Antifungal Activity of (KW)n or (RW)n Peptide against

Fusarium solani and Fusarium oxysporum
Ramamourthy Gopal 1, Hyungjong Na 2, Chang Ho Seo 3 and Yoonkyung Park 1,2,*
1
Research Center for Proteineous Materials, Chosun University, Gwangju 501-759, Korea;
E-Mail: [email protected]
2
Department of Biotechnology, Chosun University, Gwangju 501-759, Korea;
E-Mail: [email protected]
3
Department of Bioinformatics, Kongju National University, Kongju 314-701, Korea;
E-Mail: [email protected]

* Author to whom correspondence should be addressed; E-Mail: [email protected];

Tel.: +82-62-230-6854; Fax: +82-62-225-6758.

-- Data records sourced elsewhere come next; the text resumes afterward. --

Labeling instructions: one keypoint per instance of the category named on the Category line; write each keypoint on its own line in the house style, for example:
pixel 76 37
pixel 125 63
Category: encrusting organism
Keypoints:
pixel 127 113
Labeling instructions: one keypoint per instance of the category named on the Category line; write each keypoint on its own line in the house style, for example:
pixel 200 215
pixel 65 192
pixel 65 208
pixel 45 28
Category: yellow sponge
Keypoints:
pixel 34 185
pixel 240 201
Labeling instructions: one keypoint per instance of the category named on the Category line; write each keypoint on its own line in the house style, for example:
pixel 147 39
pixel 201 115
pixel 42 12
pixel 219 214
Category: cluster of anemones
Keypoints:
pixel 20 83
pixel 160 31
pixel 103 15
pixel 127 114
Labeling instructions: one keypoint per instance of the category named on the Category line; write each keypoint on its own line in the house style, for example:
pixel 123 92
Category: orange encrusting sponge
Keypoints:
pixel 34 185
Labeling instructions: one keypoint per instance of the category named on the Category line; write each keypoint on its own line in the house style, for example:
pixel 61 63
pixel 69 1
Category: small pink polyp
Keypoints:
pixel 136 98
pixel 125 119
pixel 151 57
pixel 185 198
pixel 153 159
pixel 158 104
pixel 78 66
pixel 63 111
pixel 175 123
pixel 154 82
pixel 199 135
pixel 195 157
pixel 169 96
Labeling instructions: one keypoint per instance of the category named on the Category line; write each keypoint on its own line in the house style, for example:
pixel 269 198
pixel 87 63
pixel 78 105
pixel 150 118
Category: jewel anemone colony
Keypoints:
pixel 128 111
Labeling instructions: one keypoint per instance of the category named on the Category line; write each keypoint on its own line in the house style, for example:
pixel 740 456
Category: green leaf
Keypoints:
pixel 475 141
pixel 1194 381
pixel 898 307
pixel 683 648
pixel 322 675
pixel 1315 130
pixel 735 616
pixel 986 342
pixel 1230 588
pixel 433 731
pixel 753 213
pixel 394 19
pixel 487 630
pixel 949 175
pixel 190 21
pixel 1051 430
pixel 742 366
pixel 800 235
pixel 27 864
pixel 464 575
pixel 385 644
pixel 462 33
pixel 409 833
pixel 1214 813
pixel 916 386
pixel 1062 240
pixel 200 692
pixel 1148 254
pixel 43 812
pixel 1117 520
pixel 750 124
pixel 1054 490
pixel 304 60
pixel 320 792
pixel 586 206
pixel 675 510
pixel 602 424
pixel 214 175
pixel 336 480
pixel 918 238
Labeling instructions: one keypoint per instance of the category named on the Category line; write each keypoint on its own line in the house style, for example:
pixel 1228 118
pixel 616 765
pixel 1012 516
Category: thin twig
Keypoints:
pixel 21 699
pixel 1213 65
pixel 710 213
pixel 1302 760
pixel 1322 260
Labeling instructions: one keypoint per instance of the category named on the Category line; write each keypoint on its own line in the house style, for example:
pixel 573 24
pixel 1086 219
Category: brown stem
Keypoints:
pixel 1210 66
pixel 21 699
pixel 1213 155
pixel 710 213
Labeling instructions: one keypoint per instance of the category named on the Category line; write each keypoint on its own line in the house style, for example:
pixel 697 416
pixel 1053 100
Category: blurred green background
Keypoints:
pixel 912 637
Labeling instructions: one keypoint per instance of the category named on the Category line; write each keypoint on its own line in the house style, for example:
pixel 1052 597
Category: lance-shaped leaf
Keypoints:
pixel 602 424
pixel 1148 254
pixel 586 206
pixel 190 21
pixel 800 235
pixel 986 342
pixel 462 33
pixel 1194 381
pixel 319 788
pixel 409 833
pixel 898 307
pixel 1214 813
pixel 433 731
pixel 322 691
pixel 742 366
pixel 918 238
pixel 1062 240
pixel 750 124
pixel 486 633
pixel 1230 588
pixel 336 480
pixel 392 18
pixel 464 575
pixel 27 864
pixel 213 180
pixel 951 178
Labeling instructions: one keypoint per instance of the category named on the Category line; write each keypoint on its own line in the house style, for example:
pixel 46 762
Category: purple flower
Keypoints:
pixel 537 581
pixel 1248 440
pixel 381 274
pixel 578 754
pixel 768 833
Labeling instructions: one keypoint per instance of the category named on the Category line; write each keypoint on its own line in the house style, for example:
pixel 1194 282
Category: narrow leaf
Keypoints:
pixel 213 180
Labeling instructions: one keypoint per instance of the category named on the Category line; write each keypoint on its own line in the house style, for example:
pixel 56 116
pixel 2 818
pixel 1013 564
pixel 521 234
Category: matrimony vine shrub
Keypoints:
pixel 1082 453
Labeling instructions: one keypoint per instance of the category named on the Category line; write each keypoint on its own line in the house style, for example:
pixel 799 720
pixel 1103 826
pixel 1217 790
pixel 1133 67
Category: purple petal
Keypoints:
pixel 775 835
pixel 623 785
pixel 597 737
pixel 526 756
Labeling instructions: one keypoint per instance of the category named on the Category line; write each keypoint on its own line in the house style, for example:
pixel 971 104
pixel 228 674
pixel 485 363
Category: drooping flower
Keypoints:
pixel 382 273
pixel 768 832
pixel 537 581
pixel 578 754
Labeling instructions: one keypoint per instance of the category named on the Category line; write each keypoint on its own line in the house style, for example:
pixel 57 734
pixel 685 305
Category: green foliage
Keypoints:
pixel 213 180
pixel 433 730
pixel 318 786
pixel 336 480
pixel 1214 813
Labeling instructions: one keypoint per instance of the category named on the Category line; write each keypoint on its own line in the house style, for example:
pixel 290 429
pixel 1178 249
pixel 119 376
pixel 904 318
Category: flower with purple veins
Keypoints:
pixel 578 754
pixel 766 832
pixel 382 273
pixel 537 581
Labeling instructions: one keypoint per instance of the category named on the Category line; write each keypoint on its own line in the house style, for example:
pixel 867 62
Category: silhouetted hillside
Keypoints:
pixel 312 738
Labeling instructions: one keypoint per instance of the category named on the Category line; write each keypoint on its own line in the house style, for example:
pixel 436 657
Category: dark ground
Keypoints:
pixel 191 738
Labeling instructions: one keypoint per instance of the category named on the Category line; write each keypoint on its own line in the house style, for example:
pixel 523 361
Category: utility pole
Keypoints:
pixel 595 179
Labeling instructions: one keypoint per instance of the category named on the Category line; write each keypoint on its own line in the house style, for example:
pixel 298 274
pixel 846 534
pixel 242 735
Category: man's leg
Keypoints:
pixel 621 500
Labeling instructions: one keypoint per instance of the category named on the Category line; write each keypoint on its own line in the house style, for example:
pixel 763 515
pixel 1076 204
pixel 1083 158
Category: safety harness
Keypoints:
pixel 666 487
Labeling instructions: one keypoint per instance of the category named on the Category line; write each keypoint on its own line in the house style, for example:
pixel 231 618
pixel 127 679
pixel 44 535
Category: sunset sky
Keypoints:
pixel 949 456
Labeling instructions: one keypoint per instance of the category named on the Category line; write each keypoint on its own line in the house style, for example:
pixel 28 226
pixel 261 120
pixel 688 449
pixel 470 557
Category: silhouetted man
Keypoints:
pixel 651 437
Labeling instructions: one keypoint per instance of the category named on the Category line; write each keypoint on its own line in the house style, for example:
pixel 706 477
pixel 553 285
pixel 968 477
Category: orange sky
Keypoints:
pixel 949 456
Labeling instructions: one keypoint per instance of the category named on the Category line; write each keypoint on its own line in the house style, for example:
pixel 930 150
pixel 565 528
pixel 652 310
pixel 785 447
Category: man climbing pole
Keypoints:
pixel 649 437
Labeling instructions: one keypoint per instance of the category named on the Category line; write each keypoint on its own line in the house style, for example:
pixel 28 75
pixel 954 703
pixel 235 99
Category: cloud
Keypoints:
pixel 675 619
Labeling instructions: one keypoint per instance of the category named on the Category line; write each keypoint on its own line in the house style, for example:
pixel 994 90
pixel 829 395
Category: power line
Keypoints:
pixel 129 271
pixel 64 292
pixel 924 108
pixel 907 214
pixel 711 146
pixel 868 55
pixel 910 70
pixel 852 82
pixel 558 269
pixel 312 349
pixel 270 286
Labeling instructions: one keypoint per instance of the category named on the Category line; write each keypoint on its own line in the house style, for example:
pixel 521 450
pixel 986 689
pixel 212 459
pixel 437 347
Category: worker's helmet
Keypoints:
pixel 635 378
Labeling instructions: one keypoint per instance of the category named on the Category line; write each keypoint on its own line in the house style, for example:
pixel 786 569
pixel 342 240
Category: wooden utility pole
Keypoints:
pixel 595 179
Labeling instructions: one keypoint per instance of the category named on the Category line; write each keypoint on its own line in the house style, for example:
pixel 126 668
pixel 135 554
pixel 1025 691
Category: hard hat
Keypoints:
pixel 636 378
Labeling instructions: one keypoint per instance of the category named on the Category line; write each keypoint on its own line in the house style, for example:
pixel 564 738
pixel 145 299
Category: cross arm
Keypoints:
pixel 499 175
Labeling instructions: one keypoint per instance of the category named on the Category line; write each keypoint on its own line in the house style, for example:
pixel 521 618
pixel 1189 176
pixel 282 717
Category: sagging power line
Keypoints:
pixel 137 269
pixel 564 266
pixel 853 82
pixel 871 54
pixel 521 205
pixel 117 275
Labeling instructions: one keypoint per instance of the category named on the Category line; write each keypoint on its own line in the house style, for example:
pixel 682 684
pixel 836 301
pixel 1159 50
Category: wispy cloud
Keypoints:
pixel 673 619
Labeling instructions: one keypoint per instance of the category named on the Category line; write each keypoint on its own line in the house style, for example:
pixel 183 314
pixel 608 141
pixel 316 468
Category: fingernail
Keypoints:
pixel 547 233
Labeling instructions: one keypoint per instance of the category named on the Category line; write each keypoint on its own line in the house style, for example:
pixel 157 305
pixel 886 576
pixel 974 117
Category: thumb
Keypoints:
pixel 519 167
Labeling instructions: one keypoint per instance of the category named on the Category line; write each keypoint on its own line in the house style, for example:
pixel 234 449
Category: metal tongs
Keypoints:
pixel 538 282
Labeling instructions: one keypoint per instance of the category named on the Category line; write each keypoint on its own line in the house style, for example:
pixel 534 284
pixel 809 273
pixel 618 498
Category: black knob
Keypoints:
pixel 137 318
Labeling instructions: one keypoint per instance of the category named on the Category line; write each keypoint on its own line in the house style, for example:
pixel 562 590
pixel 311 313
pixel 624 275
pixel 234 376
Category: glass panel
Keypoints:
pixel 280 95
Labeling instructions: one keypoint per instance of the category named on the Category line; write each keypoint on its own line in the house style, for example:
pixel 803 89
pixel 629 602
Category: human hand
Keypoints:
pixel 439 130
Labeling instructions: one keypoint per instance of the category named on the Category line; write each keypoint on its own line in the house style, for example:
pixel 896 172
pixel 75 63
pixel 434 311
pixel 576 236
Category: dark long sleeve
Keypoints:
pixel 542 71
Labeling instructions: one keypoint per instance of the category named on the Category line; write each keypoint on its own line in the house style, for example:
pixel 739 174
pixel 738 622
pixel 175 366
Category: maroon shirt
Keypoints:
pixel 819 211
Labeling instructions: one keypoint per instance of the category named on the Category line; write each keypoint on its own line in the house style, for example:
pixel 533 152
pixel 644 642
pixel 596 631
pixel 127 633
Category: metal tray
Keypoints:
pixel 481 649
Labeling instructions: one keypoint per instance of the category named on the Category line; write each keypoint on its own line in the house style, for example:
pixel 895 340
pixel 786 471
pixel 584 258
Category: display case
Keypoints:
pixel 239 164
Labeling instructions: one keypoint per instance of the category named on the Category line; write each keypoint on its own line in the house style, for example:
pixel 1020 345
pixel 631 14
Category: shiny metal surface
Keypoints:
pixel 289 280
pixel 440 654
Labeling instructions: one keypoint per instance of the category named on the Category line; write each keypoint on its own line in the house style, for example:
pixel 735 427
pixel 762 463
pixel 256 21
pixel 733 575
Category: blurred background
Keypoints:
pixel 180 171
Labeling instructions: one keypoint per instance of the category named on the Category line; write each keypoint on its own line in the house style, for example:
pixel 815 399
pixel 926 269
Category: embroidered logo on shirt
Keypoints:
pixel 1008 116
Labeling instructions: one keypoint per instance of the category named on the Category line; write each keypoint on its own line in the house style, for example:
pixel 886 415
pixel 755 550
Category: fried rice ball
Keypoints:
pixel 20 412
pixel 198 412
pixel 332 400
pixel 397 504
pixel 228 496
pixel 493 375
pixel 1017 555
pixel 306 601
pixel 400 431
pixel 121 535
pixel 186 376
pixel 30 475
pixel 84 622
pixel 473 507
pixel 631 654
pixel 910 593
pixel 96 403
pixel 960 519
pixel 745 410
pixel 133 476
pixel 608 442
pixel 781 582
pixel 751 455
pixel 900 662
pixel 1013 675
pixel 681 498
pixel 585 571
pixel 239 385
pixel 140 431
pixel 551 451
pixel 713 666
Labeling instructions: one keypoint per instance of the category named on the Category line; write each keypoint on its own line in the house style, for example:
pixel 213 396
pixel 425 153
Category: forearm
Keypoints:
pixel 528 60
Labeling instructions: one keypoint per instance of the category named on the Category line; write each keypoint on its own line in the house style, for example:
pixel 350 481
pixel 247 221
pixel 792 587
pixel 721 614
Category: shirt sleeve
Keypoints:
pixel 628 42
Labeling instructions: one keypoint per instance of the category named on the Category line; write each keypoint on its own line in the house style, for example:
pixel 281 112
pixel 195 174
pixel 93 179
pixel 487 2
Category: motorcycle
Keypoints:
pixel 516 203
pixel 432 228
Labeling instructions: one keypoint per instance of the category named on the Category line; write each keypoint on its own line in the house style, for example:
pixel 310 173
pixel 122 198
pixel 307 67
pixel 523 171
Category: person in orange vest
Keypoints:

Received: 16 July 2012; in revised form: 14 August 2012 / Accepted: 17 October 2012 /
Published: 15 November 2012

Abstract: The presence of lysine (Lys) or arginine (Arg) and tryptophan (Trp) are important
for the antimicrobial effects of cationic peptides. Therefore, we designed and synthesized a
series of antimicrobial peptides with various numbers of Lys (or Arg) and Trp repeats [(KW
and RW)n-NH2, where n equals 2, 3, 4, or 5]. Antifungal activities of these peptides
increased with chain length. Light microscopy demonstrated that longer peptides (n = 4, 5)
strongly inhibited in vitro growth of Fusarium solani, and Fusarium oxysporum, at
4–32 μM. Furthermore, longer peptides displayed potent fungicidal activities against a
variety of agronomical important filamentous fungi, including F. solani and F. oxysporum,
at their minimal inhibitory concentrations (MICs). However, RW series peptides showed
slightly higher fungicidal activities than KW peptides against the two strains. Taken
together, the results of this study indicate that these short peptides would be good candidates
for use as synthetic or transgenic antifungal agents.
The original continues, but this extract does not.